Grossen Spass auf der Bühne zu stehen hatte Kevin Schläpfer. Der
Hockeygott aus Sissach packte auch die
Sport-Champions in seinen dicht
gedrängten Terminkalender und hatte
als Laudator von Roger Federer seinen grossen Auftritt. Dabei tigerte
Schläpfer auf der Bühne hin und her,
als stünde er an der Bande. «Vor zwei
Jahren durfte ich Roger kennenlernen,
das war grossartig», sagte der Baselbieter, ehe er Lynette Federer Blumen
überreichte. Diese verriet, dass sie beim
Erstrundenspiel ihres Sohnes in Melbourne nur den Startsatz geschaut
habe. «Dann ging ich selbst Tennis spielen. Ich spürte, dass er gut drauf war.»

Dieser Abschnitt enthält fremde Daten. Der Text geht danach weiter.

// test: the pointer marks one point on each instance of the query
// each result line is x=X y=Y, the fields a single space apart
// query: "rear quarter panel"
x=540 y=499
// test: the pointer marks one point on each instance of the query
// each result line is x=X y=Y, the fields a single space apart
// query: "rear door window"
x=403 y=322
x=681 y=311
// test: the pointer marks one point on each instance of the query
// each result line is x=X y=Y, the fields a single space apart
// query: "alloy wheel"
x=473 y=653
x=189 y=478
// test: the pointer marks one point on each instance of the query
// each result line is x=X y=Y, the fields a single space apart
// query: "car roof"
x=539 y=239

Gut drauf ist praktisch immer auch
Alex Wilson. Natürlich ist dies auch am
Montagabend der Fall. Schliesslich ist
er als Schweizer Meister über 100 und
200 Meter erstmals seit drei Jahren wieder für den Event eingeladen worden.

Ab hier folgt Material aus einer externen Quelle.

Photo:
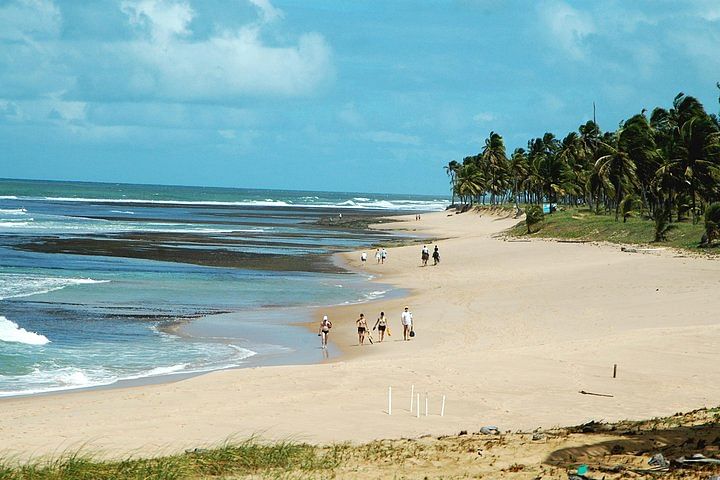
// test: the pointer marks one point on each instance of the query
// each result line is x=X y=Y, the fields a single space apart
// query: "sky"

«Deshalb bin ich extra von Stuttgart
gekommen», sagte der OB-Sprinter.
Gleich nach der Ehrung hatte es Wilson,
der am Samstag in Sindelfingen über
60 Meter triumphiert hatte, eilig: Er
musste zurück nach Stuttgart, um sich
auf das Meeting vom Wochenende in
Karlsruhe vorzubereiten. Dort startet er
über 200 Meter, «Mach mir aber ja keinen Kratzer», mahnte ihn Max Heinzer
zur Vorsicht beim Verlassen des Parkhauses. Der Fechter hatte unmittelbar
neben Wilsons Wagen parkiert.
Wesentlich entspannter wirkte
Daniela Spillmann bei der Laudatio
über den FC Basel. Zwei Stunden vor
dieser Rede hatte ihr Sohn Timm Klose
mit Norwich einen neuen Arbeitgeber
gefunden. «Ich wünsche mir aber, dass
er in drei Jahren zum FCB zurückkehrt.» Ganz genau hingehört hat dabei
Marco Streller, der in der Basler
Transferkommission sitzt und den Preis
für die Rotblauen entgegennahm. Während er zurzeit im kalten Basel die Stellung hält, schuftet das Fanionteam in
der Wärme Andalusiens für die Rückrunde. Strellers Teint sah auch ein
wenig nach Spanien aus. «Nein»,
dementierte er, «ich war in den Bergen
Ski fahren – das erste Mal offiziell.»